Las emociones son reacciones naturales ante algo que vivimos (hacer un buen entrenamiento) o que pensamos (recordar días posteriores una buena competición).

¿Hay emociones buenas y malas?

NO. Todas las emociones son necesarias y existen para ayudarnos a responder a diferentes situaciones de una forma más adaptada. Las emociones podemos entenderlas con la metáfora de que son mensajeras que vienen a decirnos algo, vienen a darnos un mensaje para que reaccionemos:

MIEDO: “Prepárate que viene una amenaza y puedes estar en peligro” y te va a dar mucha activación fisiológica para que te enfrentes a esa amenaza que está aquí y ahora.

ANSIEDAD: “Prepárate hacia un peligro que puede pasar en el futuro”, aunque en el 93% de los casos no ocurre, te ayuda a encontrar soluciones para que si ocurre ese hecho, respondas de forma más efectiva y puedas prevenir riesgos mayores.

TRISTEZA: “Algo malo ha ocurrido”, te va a bajar la activación fisiológica para que puedas reflexionar y encontrar soluciones o formas más adaptadas de responder de cara al futuro.

ENFADO: “Se está produciendo una injusticia”, te prepara para defenderte y enfrentarte a ella.

FRUSTRACIÓN: “Algo debería haber salido de un modo, pero no ha sido así” y te ayuda a buscar nuevas soluciones para superar los obstáculos.

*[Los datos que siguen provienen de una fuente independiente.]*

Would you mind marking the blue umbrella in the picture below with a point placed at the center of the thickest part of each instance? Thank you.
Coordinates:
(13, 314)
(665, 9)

CULPA: “Algo has hecho mal” y te prepara para que reflexiones y rectifiques en la medida que puedas.

No es posible suprimir las emociones, el miedo tampoco. Aunque socialmente no esté bien visto por los numerosos mitos (si sientes miedo es porque no has entrenado lo suficiente, porque no eres fuerte mentalmente, porque no confías en ti... etc), tratar de reprimirlo solo te va a causar mayor malestar. Pero lo que sí puedes hacer es aprender a gestionarlo para que no sea contraproducente en tu rendimiento.

El miedo y la ansiedad provocan que se produzcan ciertos síntomas corporales (elevación de la frecuencia cardíaca, tensión de musculatura, se agita la respiración… cada persona desarrolla unos) para ayudarnos a responder de 3 formas diferentes hacia esa amenaza real o irreal:

  • Luchar
  • Huir
  • Bloquearte

Todos tenemos dentro de nosotros al hombre de la pala que no sabe diferenciar entre un miedo real o irreal, porque la única conexión que tiene con el exterior es el piloto donde pone «amenaza». Cuando se enciende dicho piloto, el hombre echa carbón a la máquina para que tengamos los síntomas corporales necesarios para responder a esa supuesta o real amenaza. 

Por lo que hay que trabajar para que el hombre suelte la pala y no gaste carbón en momentos que no tiene que malgastar (7 días antes de la competición, la noche de antes, cuando quedan 5 horas…), porque eso te llevaría a tener menos energía para cuando realmente la necesites y en vez de prepararte para la lucha, te va a preparar para huir o para bloquearte

¿CÓMO LE DECIMOS AL HOMBRE DE LA PALA QUE LA SUELTE?

Primer paso es poner el foco de atención en el cuerpo…

Respiración diafragmática

  • Se hincha y se deshincha la boca del estómago (mano de debajo del pecho).
  • Inspirar por la nariz, aguantar y expulsar por la boca sacando más aire del que entra. 
  • Para cuando falta mucho tiempo (noche de antes, mañana previa a la competición…).

Respiración completa

  • Se hincha el abdomen y el pecho (ambas manos).
  • Inspirar por la nariz, llenar todo el organismo de oxígeno de abajo a arriba y expulsar todo el aire hasta que te vacías.
  • Para justo antes de la actuación y durante.

*Recuerda que ante un ataque de ansiedad sentimos sensación de ahogo, de que nos falta el aire, por lo que tratamos de coger más aire del que realmente podemos (porque los pulmones están más llenos de lo que somos capaces de darnos cuenta). Por lo que si esto te ocurre, lo que tienes que hacer es sacar todo el aire de tu cuerpo hasta vaciarte por completo y volver a respirar, lenta y pausadamente.